The Large Enriched Germanium Experiment for Neutrinoless Double Beta Decay (LEGEND)

25 Jul 2017, 13:45
15m
FA055 and FA056

FA055 and FA056

Contributed talk Neutrinos Neutrino Parallel

Speaker

John Wilkerson (University of North Carolina, Chapel Hill)

Description

Fifty years ago, Ettore Fiorini and collaborators published the first results of a $^{76}$Ge based search for neutrinoless double beta decay (0νββ). In the ensuing five decades, the sensitivity for 0νββ searches using $^{76}$Ge has increased by five orders of magnitude, from the 1967 limit of T$_{1/2}$ ≥ 3 × 10$^{20}$ years to GERDA’s recent result of T$_{1/2}$ ≥ 5.3 × 10$^{25}$ years. The current generation $^{76}$Ge experiments, GERDA and the MAJORANA DEMONSTRATOR, have now achieved the lowest backgrounds in the 0νββ region of interest of any 0νββ experiments.
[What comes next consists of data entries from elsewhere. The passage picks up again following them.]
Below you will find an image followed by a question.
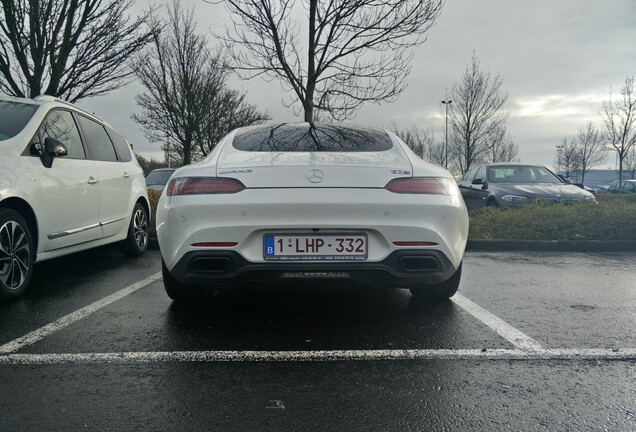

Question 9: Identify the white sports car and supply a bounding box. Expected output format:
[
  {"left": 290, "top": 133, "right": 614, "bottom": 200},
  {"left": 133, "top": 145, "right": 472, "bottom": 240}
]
[{"left": 157, "top": 123, "right": 468, "bottom": 300}]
These results, coupled with the intrinsic superior energy resolution of Ge (0.1%) demonstrate that germanium is an ideal isotope for a large next generation experiment. The LEGEND collaboration, with 220 members from 47 institutions around the world, has been formed to pursue a ton scale $^{76}$Ge experiment. Building on the successes of GERDA and the MAJORANA DEMONSTRATOR, the LEGEND collaboration aims to develop a phased 0νββ experimental program with discovery potential at a half-life significantly longer than 10$^{27}$ years, using existing resources as appropriate to expedite physics results. This talk will present an overview of LEGEND and discuss its envisioned first phase, a 200 kg measurement utilizing the existing GERDA cryostat at LNGS.